Ingredients

The following ingredients have 12 Servings
  • 2 1/2 cups almond flour
  • 1/2 cup coconut sugar
  • 1 teaspoon baking soda
  • 1/4 teaspoon salt
  • 1/2 cup almond butter
  • 1/2 cup pure maple syrup
  • 1/4 cup unsweetened original almond milk
  • 2 teaspoons pure vanilla extract
  • 1/2 cup dried cranberries
  • 1/4 cup chopped shelled pistachios

Instruction

  • Preheat oven to 350°F. Line a baking sheet with parchment paper and set aside.

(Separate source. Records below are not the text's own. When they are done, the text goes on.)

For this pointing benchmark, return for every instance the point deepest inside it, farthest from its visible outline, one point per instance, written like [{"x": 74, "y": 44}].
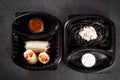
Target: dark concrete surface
[{"x": 61, "y": 9}]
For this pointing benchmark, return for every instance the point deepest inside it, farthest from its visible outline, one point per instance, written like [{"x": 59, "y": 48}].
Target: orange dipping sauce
[{"x": 36, "y": 25}]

  • In a medium mixing bowl, whisk together the almond flour, coconut sugar, baking soda, and salt.
  • In a large mixing bowl, whisk together the almond butter, maple syrup, almond milk, and vanilla.

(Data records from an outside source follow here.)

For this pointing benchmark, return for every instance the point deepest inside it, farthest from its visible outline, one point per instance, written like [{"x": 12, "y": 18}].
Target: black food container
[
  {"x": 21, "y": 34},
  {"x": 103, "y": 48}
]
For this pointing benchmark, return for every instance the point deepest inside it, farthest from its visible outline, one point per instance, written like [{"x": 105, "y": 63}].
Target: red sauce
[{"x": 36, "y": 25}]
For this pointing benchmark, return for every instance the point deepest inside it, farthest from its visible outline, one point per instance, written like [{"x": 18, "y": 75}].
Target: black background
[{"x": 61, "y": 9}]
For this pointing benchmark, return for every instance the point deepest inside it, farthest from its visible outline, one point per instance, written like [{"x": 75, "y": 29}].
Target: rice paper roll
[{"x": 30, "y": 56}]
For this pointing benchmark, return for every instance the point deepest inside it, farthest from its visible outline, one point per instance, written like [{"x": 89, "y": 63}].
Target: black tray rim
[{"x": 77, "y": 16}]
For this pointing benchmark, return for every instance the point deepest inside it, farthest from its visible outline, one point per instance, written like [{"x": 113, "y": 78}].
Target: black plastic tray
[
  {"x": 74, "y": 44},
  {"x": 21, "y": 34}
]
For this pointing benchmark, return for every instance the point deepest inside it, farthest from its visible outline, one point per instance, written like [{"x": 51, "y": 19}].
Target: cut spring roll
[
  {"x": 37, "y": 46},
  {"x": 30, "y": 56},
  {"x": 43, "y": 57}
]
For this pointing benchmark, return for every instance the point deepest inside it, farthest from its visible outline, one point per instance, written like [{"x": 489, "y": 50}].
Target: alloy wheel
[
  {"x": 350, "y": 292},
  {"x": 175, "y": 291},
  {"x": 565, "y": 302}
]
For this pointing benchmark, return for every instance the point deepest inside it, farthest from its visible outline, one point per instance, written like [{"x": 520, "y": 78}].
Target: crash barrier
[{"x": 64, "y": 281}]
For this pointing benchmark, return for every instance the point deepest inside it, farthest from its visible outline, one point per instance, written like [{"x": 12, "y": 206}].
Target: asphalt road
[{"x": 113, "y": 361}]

  • Stir the dry ingredients into the wet ingredients, making sure to scrape the bottom of the bowl to fully combine all the ingredients.
  • Stir in the cranberries and pistachios and mix well.
  • Scoop out 1-2 tablespoon(s) of dough and place onto the parchment lined cookie sheet. Leave a couple inches in between each scoop of dough because the cookies will spread.
  • Bake for 8 to 10 minutes until golden brown and the edges are set.
  • Transfer to a cooling rack to continue to cool completely. Repeat with any remaining dough.